Recently, I’ve had a few posts on head-to-head effects. The biggest takeaway was one we probably all knew going in: Head-to-head effects may exist, but good luck finding them. With so many small sample sizes for most head-to-heads, we need a way to group ‘similar’ players. In this post, I look at whether categorizing players by playing style might be possible using basic match stats.
When Roger Federer faced John Isner in the finals of the Miami Open last week, many in the tennis world were surprised to find that the two had not played each other in a tour-level event since 2015. But infrequent meetings among top players is more the rule than the exception. It is one of the unfortunate realities of the structure of professional tennis (though, honestly, I am not sure I would want to see Isner play that much in finals).
Sparse head-to-heads are also one of the banes of existence for tennis modellers. We are often tantalized by the idea that ‘matchup’ will give us that extra boost to our performance models only to struggle to find a way to reliably measure these elusive effects.
In statistics, there is a common concept of “borrowing strength”. This is the idea that we can learn more about what a piece of data is when we look at it with similar data. It sort of like when you seeing family members side-by-side you realize that it’s that nose or that chin that makes them so distinctive. Pooling similar data in statistics can have the same end—helping us see more clearly what are a thing’s defining features. This is exactly the kind of solution matchup effects in tennis need.
If pooling is really about putting similar players together, we need to have a way to gauge player similarity. What would it mean to say two players are similar? Well, it could be any number of things. But, if our purpose is to understand matchup effects, we really want to focus on players with a similar playing style.
The difficulty is no one knows how to quantify style. Like so many of the most interesting parts about tennis performance, style is one of those things that we know exists but we just don’t know how to measure it.
Ideally, style would take into account a player’s shot choice and results with each shot type. But even those basic elements aren’t something we can easily get at with public data, at least not consistently for most top players.
Basic match stats— first serve in, return points won, etc.—are the most detailed information we can get for the majority of matches and professional players. For the most part, these would seem pretty limited in what they could tell us about style. Most match stats are most directly related to a player’s relative ability compared to their opponent on the day.
But, for helping to categorize style, would it be too hasty to write off match stats entirely?

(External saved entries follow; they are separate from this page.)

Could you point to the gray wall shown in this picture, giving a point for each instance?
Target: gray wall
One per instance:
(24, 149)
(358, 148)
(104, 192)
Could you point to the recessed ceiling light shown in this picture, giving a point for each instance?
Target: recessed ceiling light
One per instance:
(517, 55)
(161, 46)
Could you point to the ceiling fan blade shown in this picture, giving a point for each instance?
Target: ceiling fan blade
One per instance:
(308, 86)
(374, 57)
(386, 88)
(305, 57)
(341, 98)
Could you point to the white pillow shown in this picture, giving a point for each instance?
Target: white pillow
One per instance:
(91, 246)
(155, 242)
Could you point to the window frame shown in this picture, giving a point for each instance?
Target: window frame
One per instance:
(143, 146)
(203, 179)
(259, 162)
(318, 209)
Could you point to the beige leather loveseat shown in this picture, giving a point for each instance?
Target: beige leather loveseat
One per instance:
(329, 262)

I am not so sure. There are some measures in there after all, like aces and double faults, that are products of a player’s serve technique and risk-taking that should in theory be under the control of the server. Match duration is also another match stat that should be closely tied to how much a player likes to rally.
As an initial experiment, I took a look at what ace rates and minutes played per point might reveal about player similarity. Because we are interested in a player’s tendencies apart from their opponent’s’, I’ve used a mixed model to calculate an average rate for each player on each surface for matches played since 2017. I’ve limited the sample to players who made appearances and two or more Grand Slams, so thought it should give a group that has seen a similar mix of opponents over that time period.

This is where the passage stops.